Journal, January 10, 2018
In November 2017, my wife Helen and I were talking with our daughter Logan on the phone while she was at college at FAU. It was part of our regular routine. She talked to Helen, me, or her brother Cayden almost every day. For me, sometimes it was a long talk during my ride home from work or just a quick text or Snap Chat. We would catch up on how everything was going at school—other times it was random conversation or laughing about awkward moments from our day. These were precious moments as parents, and we were always grateful that Logan called and made time for her family. One time Helen and I were on a video with Logan while she was at school. She was sitting in the cafeteria crying from the stress of the semester and that she wanted to come home. Then at one point, she started to smile, then laugh, and finally panned the video over to a girl sitting behind her who was talking to her mom… and also crying about wanting to come home. Logan was able to find humor in her situation and gain perspective that things weren’t so bad but part of growing up and becoming independent. Every day, we can choose what to focus on.
In early January 2018, Logan called me from school very upset. There was a sense of urgency and determination in her voice. “Dad, there is so much need in the world, I want be a teacher, I want to join the Peace Corps, we need to clean up the environment, help the poor, care for neglected children, and protect animals. We need to start now!” I tried to coach her like most parents would do, “Logan, slow down, let’s focus on college, this semester, and the classes you have right now—you have your whole life to make a difference.”
You have your whole life…those words echo in my mind every day. Logan didn’t have time and we lost her in a car accident a short time later on February 2, 2018. None of us know how much time we have. There are no guarantees in life. There may not be a tomorrow. Logan lived her 20 years fully and with great passion and often impatience. She felt the urgency, saw the need, and wanted to take action and was trying to live a life that supported her values and causes that were important to her. We are grateful for the time we had with her.
How we view life is like looking through the narrow lens of a camera. If we only focus on what’s bad in the world; the violence and hatred, fearing or judging others that are different, getting caught up in the uncertainty and chaos of politics and world affairs, or the negativity on social media—then that becomes our reality and where our energy is directed. What we consume in what we read, watch, and hear is what we become and gets reinforced in our mind which if we’re not careful, can negatively impact our mood, beliefs, and how we interact with others.

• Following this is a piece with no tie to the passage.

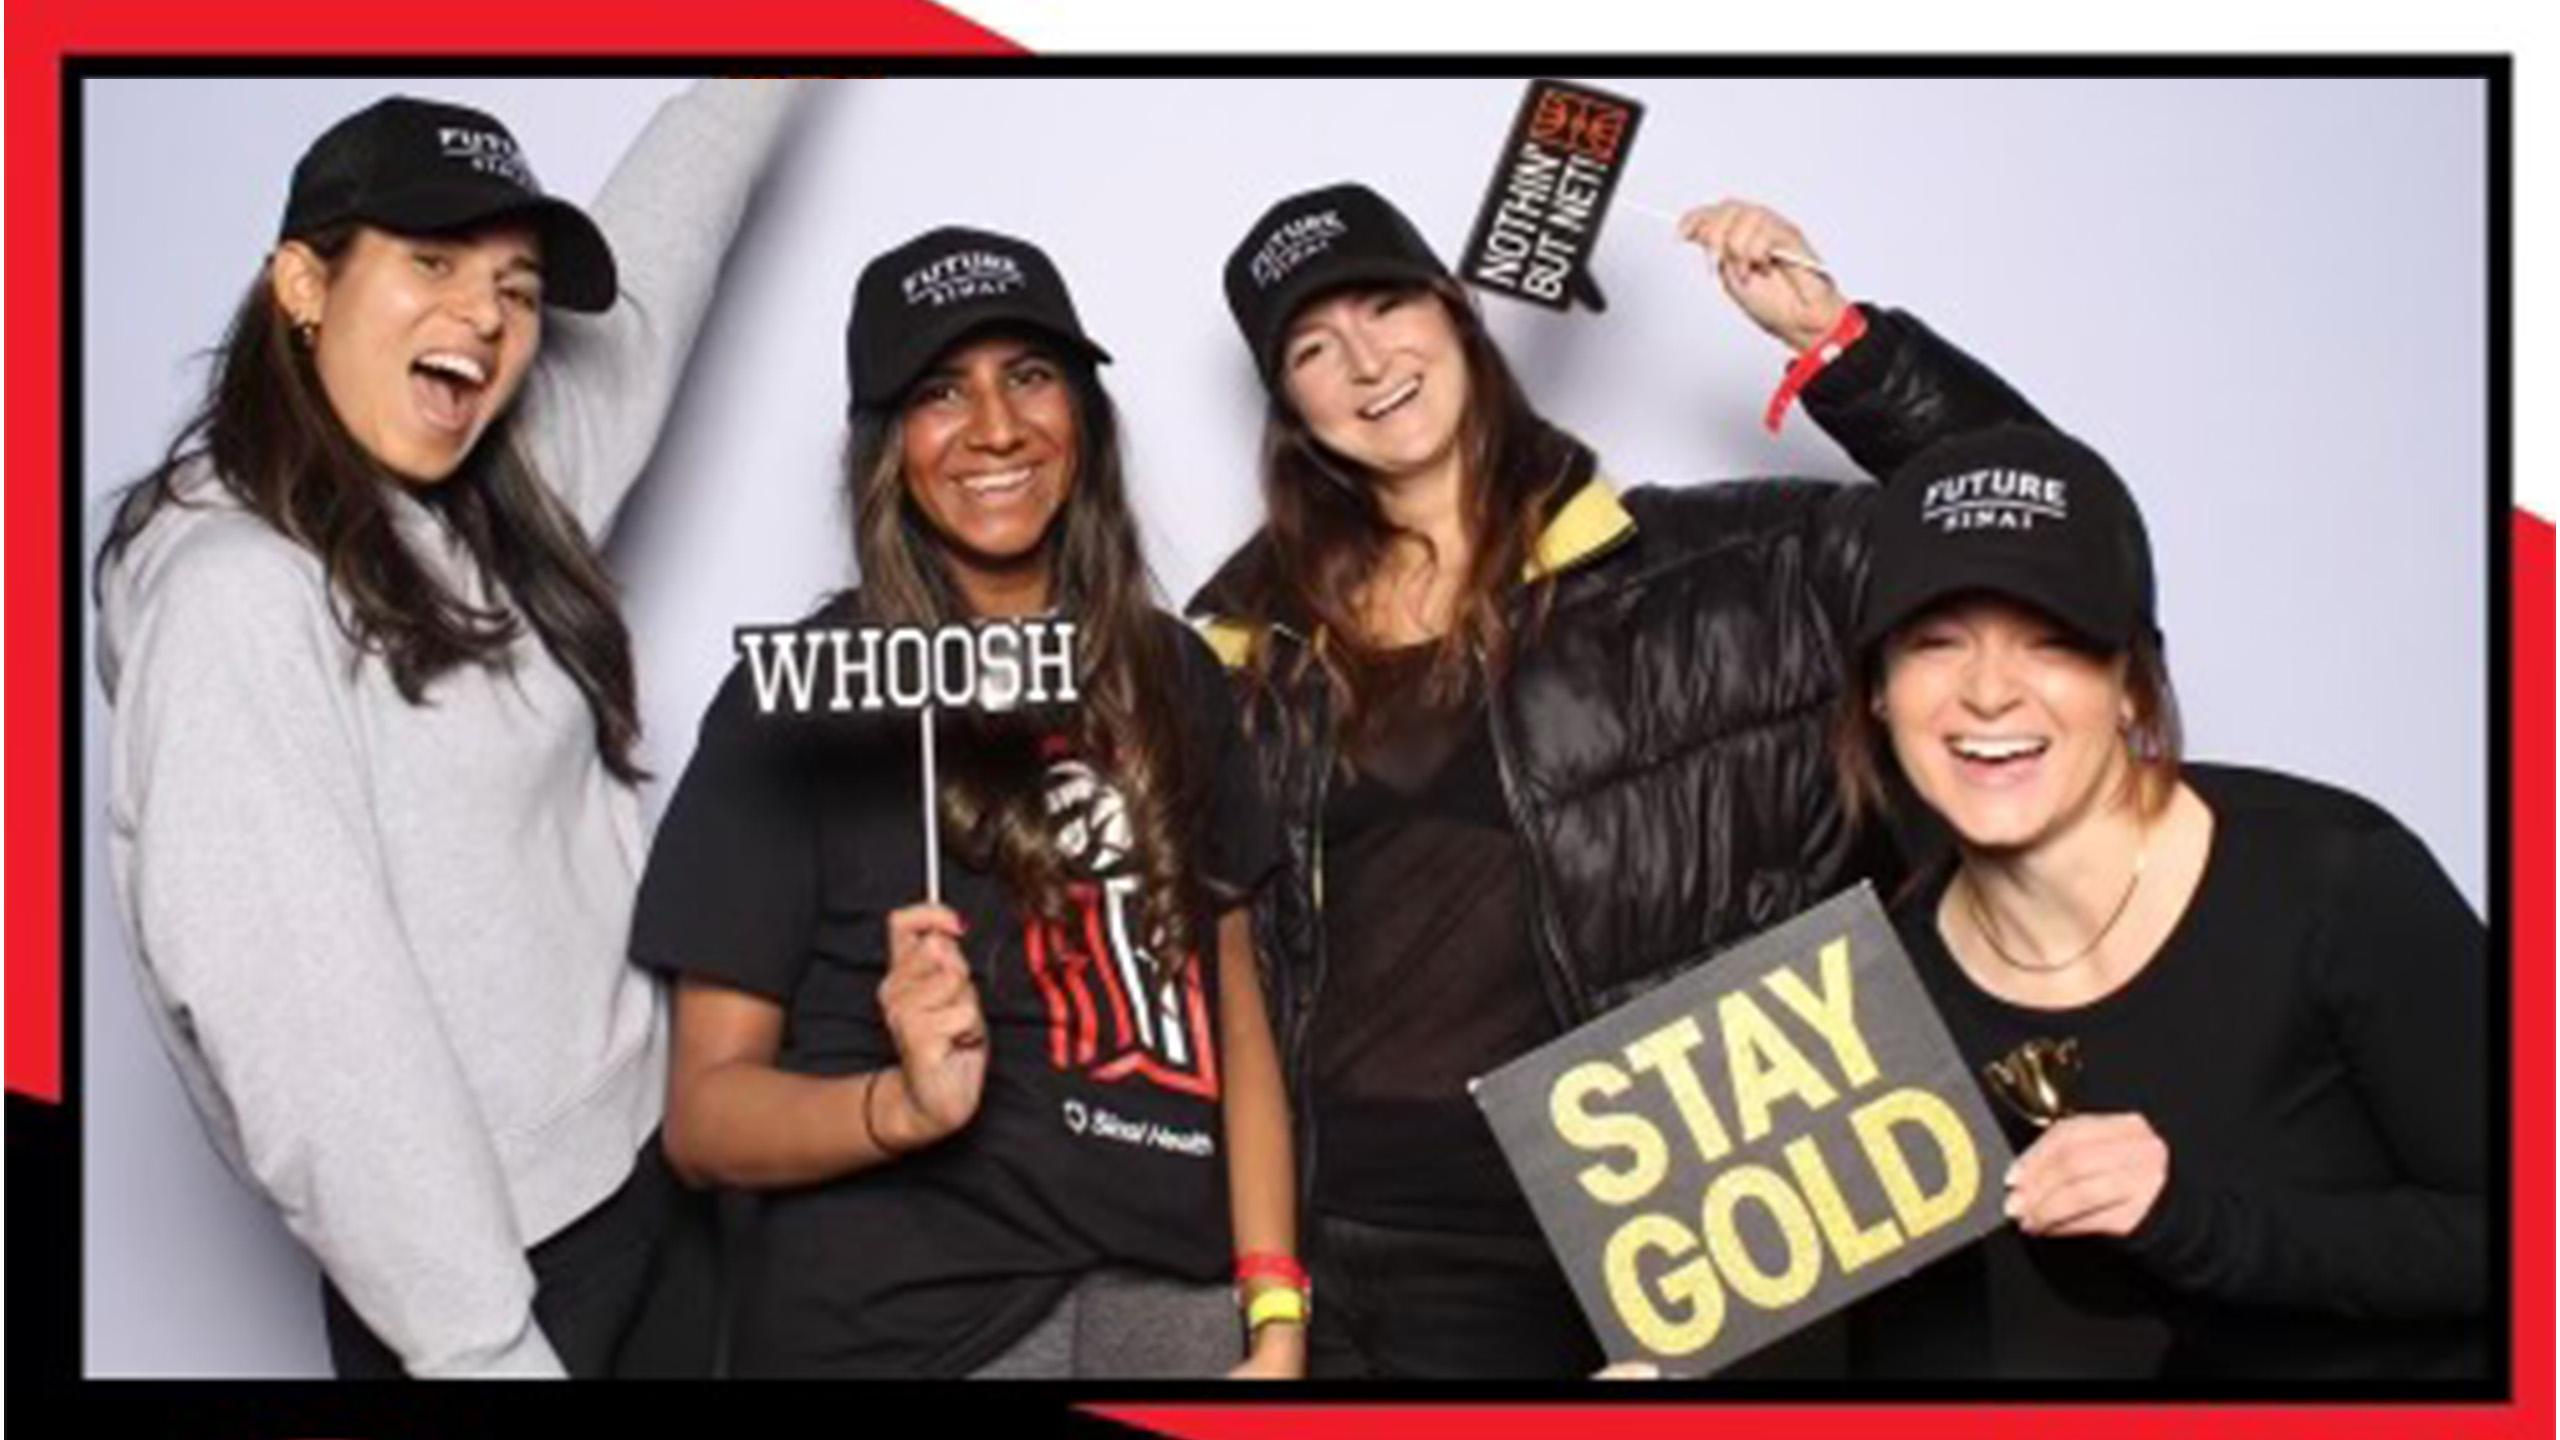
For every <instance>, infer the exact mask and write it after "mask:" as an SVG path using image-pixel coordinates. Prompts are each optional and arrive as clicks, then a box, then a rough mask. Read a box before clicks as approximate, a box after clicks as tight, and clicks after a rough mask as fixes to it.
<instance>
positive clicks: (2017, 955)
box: [1836, 425, 2488, 1379]
mask: <svg viewBox="0 0 2560 1440" xmlns="http://www.w3.org/2000/svg"><path fill="white" fill-rule="evenodd" d="M1871 536H1874V571H1871V579H1869V594H1866V607H1864V615H1861V625H1859V653H1861V656H1864V671H1861V674H1859V684H1856V687H1853V694H1851V700H1848V705H1846V707H1843V715H1841V730H1838V746H1836V753H1838V761H1841V774H1843V789H1846V792H1848V797H1851V802H1853V805H1856V807H1861V810H1866V812H1876V810H1884V807H1887V805H1889V797H1892V794H1902V797H1910V794H1917V799H1920V802H1923V805H1928V810H1933V812H1935V815H1938V820H1943V822H1946V825H1948V828H1951V830H1953V835H1956V863H1953V866H1948V869H1946V871H1940V874H1935V876H1933V879H1928V881H1925V884H1920V887H1917V892H1915V894H1912V897H1910V899H1907V904H1905V907H1902V912H1900V925H1902V933H1905V943H1907V945H1910V951H1912V961H1915V963H1917V969H1920V974H1923V979H1925V981H1928V984H1930V992H1933V997H1935V1002H1938V1007H1940V1012H1943V1015H1946V1022H1948V1027H1951V1033H1953V1035H1956V1043H1958V1048H1961V1051H1964V1053H1966V1058H1969V1061H1971V1063H1974V1066H1976V1068H1979V1071H1984V1074H1987V1086H1989V1089H1992V1092H1994V1097H1997V1099H1999V1102H2002V1104H2007V1107H2010V1112H2012V1115H2015V1117H2017V1120H2020V1125H2022V1138H2033V1143H2030V1145H2025V1150H2022V1153H2020V1158H2017V1166H2015V1168H2012V1171H2010V1176H2007V1212H2010V1217H2012V1220H2015V1222H2017V1230H2015V1232H2002V1235H1994V1238H1992V1240H1989V1243H1984V1245H1979V1248H1974V1250H1969V1253H1964V1256H1958V1258H1953V1261H1948V1263H1940V1266H1935V1268H1930V1271H1925V1273H1923V1276H1917V1279H1912V1281H1910V1284H1905V1286H1897V1289H1892V1291H1887V1294H1882V1297H1876V1299H1874V1302H1869V1307H1866V1309H1864V1314H1861V1325H1859V1361H1861V1368H1864V1371H1871V1373H1892V1376H1910V1373H1930V1376H1946V1373H1994V1376H2092V1373H2150V1371H2158V1373H2173V1376H2253V1379H2312V1376H2324V1379H2350V1376H2388V1379H2409V1376H2478V1373H2483V1366H2486V1350H2483V1327H2481V1320H2483V1314H2486V1304H2488V1230H2486V1194H2483V1191H2486V1174H2488V1125H2486V1097H2488V1086H2486V1076H2483V1074H2481V1056H2483V1053H2486V1040H2488V1030H2486V1022H2488V1004H2486V953H2483V951H2486V945H2483V930H2481V922H2478V917H2473V915H2470V910H2468V907H2465V904H2463V897H2460V894H2458V892H2455V889H2452V884H2450V881H2447V879H2445V874H2442V871H2440V869H2437V863H2435V858H2432V856H2429V853H2427V848H2424V843H2419V840H2417V838H2414V835H2412V833H2409V830H2404V828H2401V825H2399V822H2396V820H2394V817H2391V815H2386V812H2383V810H2378V807H2376V805H2371V802H2365V799H2360V797H2355V794H2345V792H2337V789H2330V787H2319V784H2312V781H2301V779H2291V776H2284V774H2271V771H2250V769H2235V766H2181V761H2179V715H2176V702H2173V694H2171V687H2168V671H2166V664H2163V651H2161V630H2158V620H2156V607H2153V569H2150V548H2148V538H2145V533H2143V518H2140V512H2138V510H2135V505H2132V500H2130V495H2127V492H2125V487H2122V482H2120V479H2117V477H2115V471H2112V469H2109V466H2107V461H2104V459H2099V456H2097V454H2094V451H2089V448H2086V446H2081V443H2079V441H2071V438H2066V436H2058V433H2053V430H2043V428H2025V425H2012V428H1994V430H1984V433H1976V436H1964V438H1956V441H1946V443H1940V446H1933V448H1930V451H1925V454H1923V456H1917V459H1912V461H1910V466H1905V471H1902V477H1897V482H1894V484H1892V487H1887V492H1884V497H1882V502H1879V507H1876V512H1874V518H1871ZM2038 1130H2040V1133H2038Z"/></svg>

When Logan passed, we focused on why her, why now, why us, and the tragic details of the accident. Then we had to decide what to do next—let sorrow overtake us or choose to make Logan’s life meaningful and to step forward in her memory and create something positive. It’s a challenge, it’s painful, and a very difficult journey, but growth and adapting to change never comes easy. Thanks to the love and support of our friends and family, we realize how truly blessed we are and have reinforced what we’ve always known in our hearts…that people are good, life is precious, and each of us matters and can make a difference. Logan’s spirit is with us every day and has given us hope, strengthened our faith, and has called us to a higher purpose. This brings us joy, happiness, and fulfillment.
In one of Logan’s last journal entries, she quoted a favorite book I had given her to read titled, The Book of the Awakening: “We are born with our obligation—to become completely who we are.” What a great quote and invitation to each of us to share our gifts, to love, to experience life fully, to appreciate today, and to become the best version of ourselves. Every day, we can choose what to focus on.